Pod względem wykonania i wyglądu nie mam żadnych zastrzeżeń - pudełko jest samo, co w przypadku modelu Elite 5 (inne opakowania mają modele Elite 7 Pro i Elite 7 Sport), a kształt jest równie wygodny i łatwo dopasowujący się do ucha, co w przypadku wyżej opisanego modelu. To, co je jeszcze łączy to najważniejsze funkcje:

- Bluetooth Multipoint, który zapewnia łączność z dwoma urządzeniami i umożliwia bezproblemowe przełączanie się między nimi,

- Fast Pair i Swift Pair, która umożliwia szybkie wykonanie połączenia i parowanie z urządzeniem z systemem Android,

- Aktywna Redukcja Hałasu, czyli skuteczne tłumienie hałasu i możliwość skupienia się na ulubionej muzyce.

fot. Sznyt

To, co zawsze doceniam w sprzętach Jabry to wygodna obsługa - przyciski z lewej i prawej strony pozwalają zatrzymać i przewinąć utwór, a także włączyć ANC bądź HearThrough. To niezwykle przydatne w przypadku pracy w trybie home office, kiedy musimy być elastyczni, aby na zmianę odizolowywać się i z z porotem wracać do dźwięków z otoczenia. Dodatkowo komfortowym rozwiązaniem jest dwukrotne przyciśnięcie lewej słuchawki, co natychmiast uruchamia aplikację Spotify.

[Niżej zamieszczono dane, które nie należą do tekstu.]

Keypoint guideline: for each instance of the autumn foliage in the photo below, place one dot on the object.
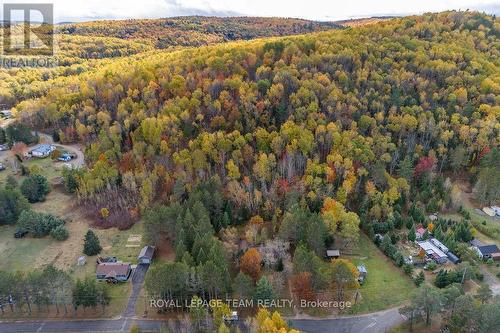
(250, 263)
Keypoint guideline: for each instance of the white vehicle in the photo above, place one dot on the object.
(232, 317)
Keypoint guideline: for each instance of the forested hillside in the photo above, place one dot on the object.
(353, 115)
(83, 47)
(196, 30)
(246, 160)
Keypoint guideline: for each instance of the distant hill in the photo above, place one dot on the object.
(196, 30)
(363, 21)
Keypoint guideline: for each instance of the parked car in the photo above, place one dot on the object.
(65, 158)
(20, 233)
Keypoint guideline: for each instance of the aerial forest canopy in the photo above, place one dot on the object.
(359, 116)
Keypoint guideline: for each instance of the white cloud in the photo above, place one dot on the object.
(78, 10)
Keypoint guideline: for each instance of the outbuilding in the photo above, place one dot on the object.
(332, 254)
(146, 255)
(113, 271)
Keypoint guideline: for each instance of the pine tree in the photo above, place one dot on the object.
(411, 234)
(419, 279)
(91, 246)
(264, 290)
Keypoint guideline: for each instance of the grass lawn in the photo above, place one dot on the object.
(385, 285)
(46, 167)
(29, 253)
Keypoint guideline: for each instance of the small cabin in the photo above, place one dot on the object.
(146, 255)
(114, 271)
(332, 254)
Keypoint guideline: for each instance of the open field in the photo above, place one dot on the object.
(385, 286)
(28, 253)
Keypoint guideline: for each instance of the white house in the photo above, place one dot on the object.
(43, 150)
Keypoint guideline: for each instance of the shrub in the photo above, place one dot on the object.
(38, 224)
(91, 246)
(35, 188)
(59, 233)
(12, 203)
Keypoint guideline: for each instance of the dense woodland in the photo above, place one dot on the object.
(353, 115)
(196, 30)
(302, 142)
(83, 47)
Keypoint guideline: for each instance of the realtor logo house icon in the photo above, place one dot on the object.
(28, 29)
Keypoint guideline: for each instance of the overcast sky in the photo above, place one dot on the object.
(84, 10)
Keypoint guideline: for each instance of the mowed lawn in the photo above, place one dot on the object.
(29, 253)
(385, 286)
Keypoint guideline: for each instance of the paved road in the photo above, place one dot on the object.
(491, 280)
(371, 323)
(137, 281)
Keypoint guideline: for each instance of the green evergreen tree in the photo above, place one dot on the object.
(419, 279)
(411, 234)
(264, 289)
(91, 246)
(35, 188)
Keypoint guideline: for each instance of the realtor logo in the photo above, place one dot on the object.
(28, 29)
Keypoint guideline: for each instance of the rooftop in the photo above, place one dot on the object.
(113, 269)
(488, 249)
(44, 148)
(430, 249)
(332, 253)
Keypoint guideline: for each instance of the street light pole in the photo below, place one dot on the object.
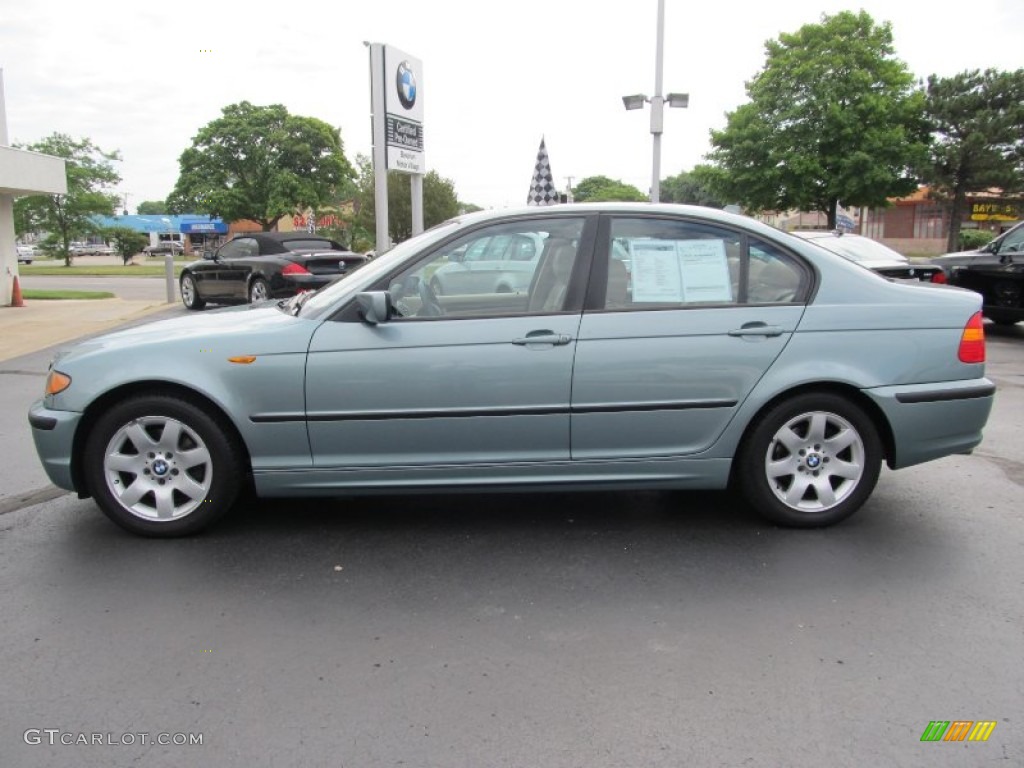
(657, 101)
(657, 107)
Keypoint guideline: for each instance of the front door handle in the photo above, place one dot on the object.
(543, 337)
(756, 329)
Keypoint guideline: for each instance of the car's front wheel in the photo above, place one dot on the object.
(258, 291)
(160, 466)
(189, 293)
(810, 461)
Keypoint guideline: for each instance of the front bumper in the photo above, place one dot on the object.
(930, 421)
(53, 433)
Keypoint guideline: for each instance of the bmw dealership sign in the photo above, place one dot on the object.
(403, 111)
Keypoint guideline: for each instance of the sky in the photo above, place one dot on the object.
(143, 78)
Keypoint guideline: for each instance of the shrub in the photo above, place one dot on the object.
(972, 240)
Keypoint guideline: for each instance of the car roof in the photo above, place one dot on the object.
(278, 242)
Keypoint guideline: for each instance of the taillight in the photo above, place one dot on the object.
(973, 341)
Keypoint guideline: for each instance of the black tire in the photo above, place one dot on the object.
(189, 293)
(810, 461)
(258, 290)
(147, 443)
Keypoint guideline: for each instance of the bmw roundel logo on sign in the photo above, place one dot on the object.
(406, 82)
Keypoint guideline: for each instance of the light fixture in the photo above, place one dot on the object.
(635, 101)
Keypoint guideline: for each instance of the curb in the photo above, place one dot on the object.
(42, 324)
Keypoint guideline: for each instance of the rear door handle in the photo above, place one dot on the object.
(756, 329)
(543, 337)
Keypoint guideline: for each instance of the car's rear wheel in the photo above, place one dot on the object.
(189, 293)
(160, 466)
(258, 291)
(810, 461)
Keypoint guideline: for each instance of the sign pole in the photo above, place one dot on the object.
(416, 189)
(383, 244)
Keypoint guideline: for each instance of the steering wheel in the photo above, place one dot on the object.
(429, 306)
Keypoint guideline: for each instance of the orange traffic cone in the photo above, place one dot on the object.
(15, 294)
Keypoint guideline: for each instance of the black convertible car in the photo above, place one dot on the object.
(264, 265)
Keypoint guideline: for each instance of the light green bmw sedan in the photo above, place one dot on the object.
(651, 347)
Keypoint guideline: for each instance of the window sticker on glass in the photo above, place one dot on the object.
(706, 270)
(655, 271)
(680, 271)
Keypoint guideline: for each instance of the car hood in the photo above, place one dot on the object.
(257, 329)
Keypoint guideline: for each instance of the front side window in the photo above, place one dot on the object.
(513, 268)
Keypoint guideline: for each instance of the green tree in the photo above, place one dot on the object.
(604, 189)
(439, 202)
(67, 217)
(977, 122)
(262, 164)
(153, 208)
(834, 116)
(695, 187)
(127, 242)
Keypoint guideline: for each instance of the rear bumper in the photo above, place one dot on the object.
(930, 421)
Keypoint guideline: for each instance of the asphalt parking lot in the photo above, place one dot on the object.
(557, 630)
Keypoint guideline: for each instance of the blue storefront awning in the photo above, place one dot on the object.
(183, 224)
(204, 227)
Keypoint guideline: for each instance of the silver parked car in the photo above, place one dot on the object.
(873, 255)
(724, 352)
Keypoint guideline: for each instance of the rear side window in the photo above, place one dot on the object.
(662, 263)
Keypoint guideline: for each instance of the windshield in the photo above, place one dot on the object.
(325, 299)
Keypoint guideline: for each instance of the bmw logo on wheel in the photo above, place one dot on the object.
(406, 82)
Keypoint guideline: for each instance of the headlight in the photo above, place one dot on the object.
(56, 382)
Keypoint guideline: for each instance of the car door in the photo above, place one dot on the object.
(453, 381)
(214, 276)
(673, 343)
(236, 266)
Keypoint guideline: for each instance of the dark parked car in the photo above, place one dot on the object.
(996, 271)
(265, 265)
(1007, 248)
(167, 247)
(873, 255)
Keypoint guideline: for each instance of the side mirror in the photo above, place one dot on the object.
(375, 306)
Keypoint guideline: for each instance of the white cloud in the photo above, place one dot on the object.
(496, 76)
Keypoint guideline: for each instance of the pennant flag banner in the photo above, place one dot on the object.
(542, 188)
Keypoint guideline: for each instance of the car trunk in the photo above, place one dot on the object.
(327, 262)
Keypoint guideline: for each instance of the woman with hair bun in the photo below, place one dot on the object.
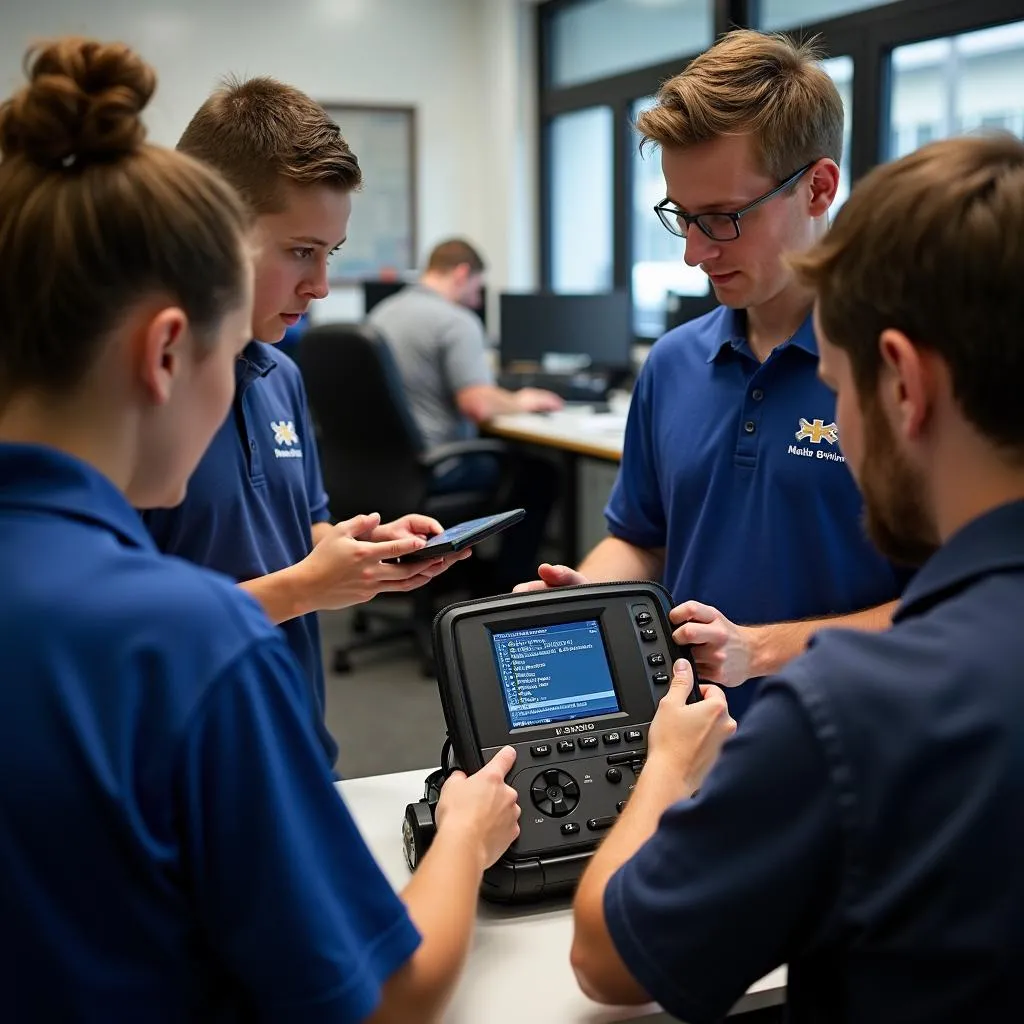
(171, 845)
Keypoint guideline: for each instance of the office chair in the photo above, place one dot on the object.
(374, 460)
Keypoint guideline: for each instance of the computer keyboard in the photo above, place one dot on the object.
(585, 388)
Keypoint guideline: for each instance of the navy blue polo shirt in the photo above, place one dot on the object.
(734, 468)
(255, 495)
(171, 845)
(866, 823)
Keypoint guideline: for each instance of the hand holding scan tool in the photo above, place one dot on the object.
(570, 680)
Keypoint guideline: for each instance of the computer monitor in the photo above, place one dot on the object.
(596, 326)
(378, 291)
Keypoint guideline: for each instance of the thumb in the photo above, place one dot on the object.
(557, 576)
(682, 677)
(502, 762)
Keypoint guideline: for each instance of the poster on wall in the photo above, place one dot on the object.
(382, 230)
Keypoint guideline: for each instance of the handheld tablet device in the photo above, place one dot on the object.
(465, 535)
(570, 678)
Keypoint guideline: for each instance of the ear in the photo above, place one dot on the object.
(906, 385)
(161, 344)
(823, 180)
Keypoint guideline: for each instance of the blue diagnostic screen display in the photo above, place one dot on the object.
(554, 673)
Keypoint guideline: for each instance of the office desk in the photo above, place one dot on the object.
(518, 968)
(573, 433)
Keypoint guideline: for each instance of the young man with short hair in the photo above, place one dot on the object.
(441, 351)
(732, 488)
(863, 826)
(256, 509)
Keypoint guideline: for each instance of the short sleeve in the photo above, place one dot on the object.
(289, 896)
(635, 511)
(739, 879)
(464, 353)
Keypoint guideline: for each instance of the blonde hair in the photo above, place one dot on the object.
(769, 86)
(92, 217)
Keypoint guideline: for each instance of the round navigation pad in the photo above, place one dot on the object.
(554, 793)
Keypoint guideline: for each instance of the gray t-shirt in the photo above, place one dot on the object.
(440, 348)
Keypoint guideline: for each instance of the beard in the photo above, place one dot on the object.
(896, 514)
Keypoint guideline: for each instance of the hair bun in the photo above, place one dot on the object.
(82, 103)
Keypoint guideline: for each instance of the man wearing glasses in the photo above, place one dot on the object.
(733, 488)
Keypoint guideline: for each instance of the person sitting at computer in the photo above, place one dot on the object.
(441, 352)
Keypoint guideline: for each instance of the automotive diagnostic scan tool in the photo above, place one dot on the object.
(570, 678)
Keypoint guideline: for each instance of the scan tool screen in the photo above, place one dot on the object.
(554, 673)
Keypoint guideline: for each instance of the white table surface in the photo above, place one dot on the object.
(518, 966)
(579, 429)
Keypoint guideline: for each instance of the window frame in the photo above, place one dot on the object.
(866, 36)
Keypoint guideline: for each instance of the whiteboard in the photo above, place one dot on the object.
(382, 230)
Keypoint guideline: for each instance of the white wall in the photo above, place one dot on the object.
(466, 65)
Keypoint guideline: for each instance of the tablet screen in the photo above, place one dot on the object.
(554, 673)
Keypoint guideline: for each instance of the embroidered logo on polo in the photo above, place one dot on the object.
(816, 432)
(285, 433)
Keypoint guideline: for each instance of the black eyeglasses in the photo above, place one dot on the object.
(719, 226)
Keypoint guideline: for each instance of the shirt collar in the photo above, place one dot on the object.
(992, 543)
(728, 332)
(256, 360)
(40, 478)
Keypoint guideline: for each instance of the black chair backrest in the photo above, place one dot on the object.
(370, 445)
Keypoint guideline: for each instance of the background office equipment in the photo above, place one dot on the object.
(374, 459)
(589, 335)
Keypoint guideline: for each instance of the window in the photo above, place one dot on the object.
(841, 72)
(777, 14)
(961, 84)
(582, 201)
(599, 38)
(657, 256)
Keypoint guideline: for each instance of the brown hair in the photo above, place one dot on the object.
(92, 218)
(753, 83)
(933, 246)
(261, 134)
(445, 256)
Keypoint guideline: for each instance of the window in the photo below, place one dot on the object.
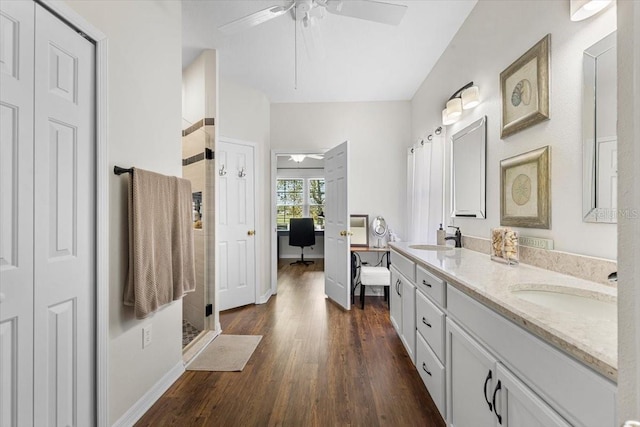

Co ważne, słuchawki pozwalały mi cieszyć się muzyką przez 5,5 godzin pracy baterii, a łącznie z ładującym futerałem wytrzymują 22 godzin pracy (z włączonym ANC). Taki czas zdecydowanie pozwala zatopić się w playliście lub audiobooku, a same odczucia ze słuchania były całkiem przyjemne - najniższe pasmo przenoszenia sprawdziło się dobrze, a bas był jak najbardziej odczuwalny.

Zdecydowanie jest to gadżet, który sprawdzi się w codziennym użytkowaniu i będzie cieszyć swoim niezawodnym działaniem.

Bezsprzecznie oba modele zachwyciły mnie designem, jakością wykonania, ale także stabilnością i jakością połączenia. Oczywiście zarówno Elite 4, jak i Elite 5 nadają się nie tylko do rozrywki (słuchania playlist i podcastów, oglądania filmów i grania w gry), ale są bardzo wygodnym rozwiązaniem w przypadku pracy hybrydowej, kiedy łączymy się z różnymi urządzeniami i mamy czasem potrzebę odcięcia się od dźwięków z otoczenia.

A Ty co najchętniej włączasz sobie na słuchawkach i po który model najchętniej byś sięgnął?